Example: You want to figure out how many people who had intakes now also have active cases. You have a few questions to ask yourself:

  1. What are the IDs available to me in each dataset? Do they match?

    1. You can see there are two IDs that are in both datasets.

  2. Of the ones that match, which ones do I need?

This is the second hardest decision after you’ve identified which datasets you need and is the cause of most issues when it comes to joining datasets. The question you should try and ask yourself is, what are the bigger pieces of work I’m trying to join together? In this example, you want to know about intakes in relation to cases involvements. So, while you do have person_id and report_id in common between the datasets, you're focused on learning about which involvements are tied to which intakes.
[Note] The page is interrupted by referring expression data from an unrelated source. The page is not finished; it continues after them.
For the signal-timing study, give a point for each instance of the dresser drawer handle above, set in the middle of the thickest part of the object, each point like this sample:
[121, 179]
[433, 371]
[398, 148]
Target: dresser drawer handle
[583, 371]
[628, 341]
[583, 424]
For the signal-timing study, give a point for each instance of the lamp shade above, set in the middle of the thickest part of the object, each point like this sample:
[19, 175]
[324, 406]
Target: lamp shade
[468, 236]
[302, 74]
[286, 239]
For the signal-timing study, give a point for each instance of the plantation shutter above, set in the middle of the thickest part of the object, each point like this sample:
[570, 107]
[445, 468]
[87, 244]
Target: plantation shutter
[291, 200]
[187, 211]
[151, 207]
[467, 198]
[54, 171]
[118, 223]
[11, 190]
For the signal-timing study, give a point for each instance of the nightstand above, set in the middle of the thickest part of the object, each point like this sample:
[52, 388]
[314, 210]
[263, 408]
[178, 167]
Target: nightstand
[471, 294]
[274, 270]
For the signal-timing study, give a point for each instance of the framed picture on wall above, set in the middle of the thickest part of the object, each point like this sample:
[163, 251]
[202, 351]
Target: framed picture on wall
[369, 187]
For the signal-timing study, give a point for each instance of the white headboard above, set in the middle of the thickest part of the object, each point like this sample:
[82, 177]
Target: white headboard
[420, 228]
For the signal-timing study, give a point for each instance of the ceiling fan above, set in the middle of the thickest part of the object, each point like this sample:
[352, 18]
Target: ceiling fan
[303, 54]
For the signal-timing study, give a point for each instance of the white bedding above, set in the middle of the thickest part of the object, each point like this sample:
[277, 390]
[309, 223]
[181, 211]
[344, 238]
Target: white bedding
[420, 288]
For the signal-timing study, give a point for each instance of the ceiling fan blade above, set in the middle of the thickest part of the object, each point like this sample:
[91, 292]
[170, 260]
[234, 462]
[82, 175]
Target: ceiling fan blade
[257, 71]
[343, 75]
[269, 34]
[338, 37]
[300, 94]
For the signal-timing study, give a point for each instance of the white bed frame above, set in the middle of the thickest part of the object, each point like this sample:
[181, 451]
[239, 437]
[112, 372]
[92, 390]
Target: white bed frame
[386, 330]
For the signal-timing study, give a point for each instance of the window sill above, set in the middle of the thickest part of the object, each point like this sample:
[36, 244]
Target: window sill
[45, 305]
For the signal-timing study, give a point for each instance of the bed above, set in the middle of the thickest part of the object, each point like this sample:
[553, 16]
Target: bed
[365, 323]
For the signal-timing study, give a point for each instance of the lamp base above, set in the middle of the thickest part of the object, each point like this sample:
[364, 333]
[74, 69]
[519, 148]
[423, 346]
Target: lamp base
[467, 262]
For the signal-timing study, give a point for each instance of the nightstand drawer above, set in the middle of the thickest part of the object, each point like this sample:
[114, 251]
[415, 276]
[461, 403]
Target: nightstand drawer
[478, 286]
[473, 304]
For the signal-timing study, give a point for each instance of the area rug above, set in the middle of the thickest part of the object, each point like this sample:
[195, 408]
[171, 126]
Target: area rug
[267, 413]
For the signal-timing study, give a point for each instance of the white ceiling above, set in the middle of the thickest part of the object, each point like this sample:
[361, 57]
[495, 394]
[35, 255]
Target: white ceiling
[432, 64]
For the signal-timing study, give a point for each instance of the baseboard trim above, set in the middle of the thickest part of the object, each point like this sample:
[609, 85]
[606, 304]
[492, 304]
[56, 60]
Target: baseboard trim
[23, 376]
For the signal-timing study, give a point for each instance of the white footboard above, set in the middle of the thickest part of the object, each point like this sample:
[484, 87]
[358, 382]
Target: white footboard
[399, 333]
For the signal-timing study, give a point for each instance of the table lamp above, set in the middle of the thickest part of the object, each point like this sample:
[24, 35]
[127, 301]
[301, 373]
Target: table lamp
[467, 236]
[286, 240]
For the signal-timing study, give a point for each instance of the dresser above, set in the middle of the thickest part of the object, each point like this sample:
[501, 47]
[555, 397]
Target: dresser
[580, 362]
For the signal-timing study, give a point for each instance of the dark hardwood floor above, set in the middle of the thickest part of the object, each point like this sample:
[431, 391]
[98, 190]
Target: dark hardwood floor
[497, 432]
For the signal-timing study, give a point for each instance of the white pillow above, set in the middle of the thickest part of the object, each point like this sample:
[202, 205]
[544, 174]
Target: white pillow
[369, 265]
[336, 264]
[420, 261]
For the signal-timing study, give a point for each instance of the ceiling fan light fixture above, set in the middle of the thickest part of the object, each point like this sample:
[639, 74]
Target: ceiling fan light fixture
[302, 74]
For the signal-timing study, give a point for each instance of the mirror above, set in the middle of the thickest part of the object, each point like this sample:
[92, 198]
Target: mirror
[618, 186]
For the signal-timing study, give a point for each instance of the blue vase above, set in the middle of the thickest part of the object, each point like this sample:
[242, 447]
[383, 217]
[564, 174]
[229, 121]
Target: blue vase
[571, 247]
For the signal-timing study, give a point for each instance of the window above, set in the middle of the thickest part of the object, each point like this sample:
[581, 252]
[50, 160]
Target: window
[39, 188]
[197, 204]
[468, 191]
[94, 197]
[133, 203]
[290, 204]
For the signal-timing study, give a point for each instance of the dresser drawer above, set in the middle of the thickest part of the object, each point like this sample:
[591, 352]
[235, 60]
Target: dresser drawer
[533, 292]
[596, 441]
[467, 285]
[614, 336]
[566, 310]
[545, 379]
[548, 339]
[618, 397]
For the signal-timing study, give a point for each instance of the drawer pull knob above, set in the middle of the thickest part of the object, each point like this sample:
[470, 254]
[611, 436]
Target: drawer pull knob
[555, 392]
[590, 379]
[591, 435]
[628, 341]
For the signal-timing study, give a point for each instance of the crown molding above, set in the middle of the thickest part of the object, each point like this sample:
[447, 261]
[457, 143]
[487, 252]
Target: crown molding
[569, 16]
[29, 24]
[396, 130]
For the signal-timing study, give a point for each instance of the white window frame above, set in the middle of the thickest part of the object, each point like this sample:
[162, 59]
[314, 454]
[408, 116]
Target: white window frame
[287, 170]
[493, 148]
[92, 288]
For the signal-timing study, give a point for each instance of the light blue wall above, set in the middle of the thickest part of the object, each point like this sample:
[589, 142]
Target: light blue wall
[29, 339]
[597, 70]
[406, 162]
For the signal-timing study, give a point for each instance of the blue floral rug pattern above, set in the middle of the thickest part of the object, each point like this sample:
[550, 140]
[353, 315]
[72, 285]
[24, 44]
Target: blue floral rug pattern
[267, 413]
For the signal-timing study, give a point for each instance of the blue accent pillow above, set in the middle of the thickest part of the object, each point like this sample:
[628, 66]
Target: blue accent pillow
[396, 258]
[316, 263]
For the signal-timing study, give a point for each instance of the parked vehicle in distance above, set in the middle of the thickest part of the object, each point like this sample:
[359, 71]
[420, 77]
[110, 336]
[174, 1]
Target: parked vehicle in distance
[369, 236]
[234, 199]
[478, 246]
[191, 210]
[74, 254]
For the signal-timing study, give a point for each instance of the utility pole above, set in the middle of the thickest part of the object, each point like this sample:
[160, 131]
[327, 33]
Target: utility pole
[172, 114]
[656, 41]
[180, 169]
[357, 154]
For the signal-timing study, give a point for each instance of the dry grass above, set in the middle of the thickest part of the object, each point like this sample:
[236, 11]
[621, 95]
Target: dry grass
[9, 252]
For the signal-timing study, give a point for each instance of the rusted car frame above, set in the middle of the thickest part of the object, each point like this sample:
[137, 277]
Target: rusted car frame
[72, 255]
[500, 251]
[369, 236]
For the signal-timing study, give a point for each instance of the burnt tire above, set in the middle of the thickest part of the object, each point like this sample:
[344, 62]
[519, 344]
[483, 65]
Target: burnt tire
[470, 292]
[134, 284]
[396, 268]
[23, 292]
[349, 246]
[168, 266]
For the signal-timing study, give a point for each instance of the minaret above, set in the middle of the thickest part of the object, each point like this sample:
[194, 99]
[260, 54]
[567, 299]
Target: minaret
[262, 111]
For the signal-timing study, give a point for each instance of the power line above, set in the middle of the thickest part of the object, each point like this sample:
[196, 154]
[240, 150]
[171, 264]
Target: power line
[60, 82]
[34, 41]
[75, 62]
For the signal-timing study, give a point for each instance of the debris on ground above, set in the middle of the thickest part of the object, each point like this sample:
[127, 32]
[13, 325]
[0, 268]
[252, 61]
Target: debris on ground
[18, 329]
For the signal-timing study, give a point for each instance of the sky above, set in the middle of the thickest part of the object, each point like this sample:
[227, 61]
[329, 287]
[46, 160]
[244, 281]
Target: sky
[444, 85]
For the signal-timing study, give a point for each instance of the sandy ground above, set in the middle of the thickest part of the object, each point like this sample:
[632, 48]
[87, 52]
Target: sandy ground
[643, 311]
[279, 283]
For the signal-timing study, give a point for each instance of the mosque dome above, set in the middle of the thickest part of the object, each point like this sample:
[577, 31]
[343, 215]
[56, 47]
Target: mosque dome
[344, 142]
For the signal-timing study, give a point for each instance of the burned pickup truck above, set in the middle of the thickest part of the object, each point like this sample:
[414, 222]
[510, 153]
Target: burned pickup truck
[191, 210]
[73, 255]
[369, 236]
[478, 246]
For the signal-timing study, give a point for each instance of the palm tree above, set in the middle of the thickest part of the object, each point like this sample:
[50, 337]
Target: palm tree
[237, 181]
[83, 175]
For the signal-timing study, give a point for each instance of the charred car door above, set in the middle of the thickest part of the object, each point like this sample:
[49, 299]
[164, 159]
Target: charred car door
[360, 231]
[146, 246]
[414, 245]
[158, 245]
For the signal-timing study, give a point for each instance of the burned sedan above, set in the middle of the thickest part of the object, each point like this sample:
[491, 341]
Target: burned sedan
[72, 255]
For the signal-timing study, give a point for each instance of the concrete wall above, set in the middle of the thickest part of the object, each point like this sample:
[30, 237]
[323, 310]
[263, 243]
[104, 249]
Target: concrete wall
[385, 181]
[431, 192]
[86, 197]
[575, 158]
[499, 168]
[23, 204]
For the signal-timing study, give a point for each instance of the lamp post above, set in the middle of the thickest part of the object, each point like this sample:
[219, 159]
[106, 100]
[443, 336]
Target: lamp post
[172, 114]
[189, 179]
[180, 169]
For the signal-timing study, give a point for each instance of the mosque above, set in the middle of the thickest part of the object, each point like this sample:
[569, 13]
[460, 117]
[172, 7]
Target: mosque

With these example rows, we need to determine which fields to join on and what happens when we do.

:octagonal_sign: If you join on the person_id, your rows will split, so every intake report will be tied to all the cases where that person is listed - this will give you a table of incorrect information. :octagonal_sign:

Notice that the report_id on the highlighted rows doesn't match, so this means the information is incorrectly mixed up due to the join. The resulting table would tell you that each intake resulted in two cases when we can see from the initial examples that each intake resulted in one case.

:white_check_mark: When you join on case_id, you will get a table that shows you all the service enrollments and all the information about the cases associated with those service enrollments. This answers your main question about case information in relation to the service enrollments. :white_check_mark:

Now you can see that the report_ids match on both rows, and the resulting table shows the correct information.

Can I join more than once?

Yes. This is even necessary sometimes when you’re getting more complicated with your data pulls. It is advised that you save each time you join. Don’t forget to save your visualization but also save the entire dashboard.

If you are trying to understand notes in relation to their units of work, for example, you want to know how many notes are assigned to all active cases, you’ll need to join twice.

  1. In this example, you want to count information aggregated by case, so let’s start with the Cases dataset.

  2. Join in the note_resources table using the case_id from cases and join it to the resource_id in the note_resources table. This table has a list of all the notes and what units of work they’re associated with.

  3. Save your report. 

  4. Now go back in to edit and do another join from note_resources to Notes using note_id. 

How do I know I need to join?

If you see fields in two datasets that you want to see together, then you need to join a dataset. So, you want to see all the people on active cases? That means you want to see People and Cases data together, so that’s a join!

Which dataset do I start with?

This is a great question and more important than you might think. We touched on this above, but you want to start with the dataset you want to aggregate toward. So, if you want to count the number of people assigned to each case, you're going to be counting people and summing those on cases, which means you start with cases.